Suppose $X_t$ solves an SDE.
Is it true to say that the identity,
$$ \mathbb{E}\left[e^{X_t}\right] = e^{\mathbb{E}[X_t]+\frac{1}{2}\text{Var}[X_t]} $$
holds only when the drift and volatility of $X_t$ are deterministic?
i.e.
$$ dX_t = \mu_t\, dt +\sigma_t\, dW_t $$
I ask because suppose instead,
$$ dX_t = \mu(t,X_t) \, dt + \sigma(t,X_t)\, dW_t $$
Then applying Ito, and taking expectations,
$$ \begin{align*} \mathbb{E}\left[e^{X_t}\right] &= e^{X_0}+\int_0^t \mathbb{E}\left[e^{X_s}\left(\mu(s,X_s)+\frac{1}{2}\sigma^2(s,X_s)\right)\right]\, ds \end{align*} $$
which cannot be converted into an ODE to solve for the left hand side, since the drift and volatility do not leave the expectation. Thanks!
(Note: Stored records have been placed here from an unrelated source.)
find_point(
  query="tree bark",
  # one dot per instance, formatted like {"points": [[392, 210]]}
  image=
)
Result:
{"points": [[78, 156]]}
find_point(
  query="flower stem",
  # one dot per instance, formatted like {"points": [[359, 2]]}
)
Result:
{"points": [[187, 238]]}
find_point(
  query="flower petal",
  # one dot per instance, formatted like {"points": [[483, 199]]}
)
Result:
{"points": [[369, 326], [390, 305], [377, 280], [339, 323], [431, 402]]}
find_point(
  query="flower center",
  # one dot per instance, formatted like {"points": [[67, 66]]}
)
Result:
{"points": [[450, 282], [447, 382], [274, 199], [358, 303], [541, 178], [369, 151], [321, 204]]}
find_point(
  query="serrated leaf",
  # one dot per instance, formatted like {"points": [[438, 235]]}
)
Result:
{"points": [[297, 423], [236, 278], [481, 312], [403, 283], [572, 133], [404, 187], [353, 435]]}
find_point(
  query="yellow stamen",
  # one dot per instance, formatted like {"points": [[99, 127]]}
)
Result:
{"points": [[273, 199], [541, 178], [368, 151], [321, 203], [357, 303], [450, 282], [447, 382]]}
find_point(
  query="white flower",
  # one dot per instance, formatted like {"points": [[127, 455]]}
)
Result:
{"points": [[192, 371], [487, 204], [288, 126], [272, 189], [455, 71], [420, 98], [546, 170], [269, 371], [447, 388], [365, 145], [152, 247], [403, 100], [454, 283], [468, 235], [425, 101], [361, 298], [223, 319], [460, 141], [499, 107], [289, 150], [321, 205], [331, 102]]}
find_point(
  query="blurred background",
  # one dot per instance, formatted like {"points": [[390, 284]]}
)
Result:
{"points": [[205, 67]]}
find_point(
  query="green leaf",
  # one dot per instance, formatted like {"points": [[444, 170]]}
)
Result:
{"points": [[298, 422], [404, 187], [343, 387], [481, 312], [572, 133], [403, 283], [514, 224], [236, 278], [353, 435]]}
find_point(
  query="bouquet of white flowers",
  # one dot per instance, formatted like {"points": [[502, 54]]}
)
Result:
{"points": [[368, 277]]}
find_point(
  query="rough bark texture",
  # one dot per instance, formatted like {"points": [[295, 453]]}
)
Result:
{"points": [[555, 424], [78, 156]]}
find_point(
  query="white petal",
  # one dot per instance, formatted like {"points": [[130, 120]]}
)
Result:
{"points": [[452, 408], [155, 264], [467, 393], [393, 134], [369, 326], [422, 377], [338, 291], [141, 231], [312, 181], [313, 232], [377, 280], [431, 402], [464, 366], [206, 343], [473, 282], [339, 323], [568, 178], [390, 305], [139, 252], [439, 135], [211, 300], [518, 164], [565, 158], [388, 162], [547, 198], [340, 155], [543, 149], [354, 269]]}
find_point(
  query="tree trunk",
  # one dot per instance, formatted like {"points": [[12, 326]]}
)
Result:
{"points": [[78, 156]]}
You are right; if $(X_t)_{t \geq 0}$ is an solution to an SDE of the form
$$dX_t= \mu(t, X_t) \, dt+ \sigma(t,X_t) \, dW_t$$
then the identity does in general not hold. In fact, the solution of such an SDE has not even necessarily exponential moments. To see this, consider the process $X_t := e^{W_t}$ which is a solution to the SDE
$$dX_t = X_t \, dW_ t+ \frac{1}{2} X_t \, dt.$$
The reason why the identity holds for deterministic coefficients is basically that solutions of such SDEs are again Gaussian processes.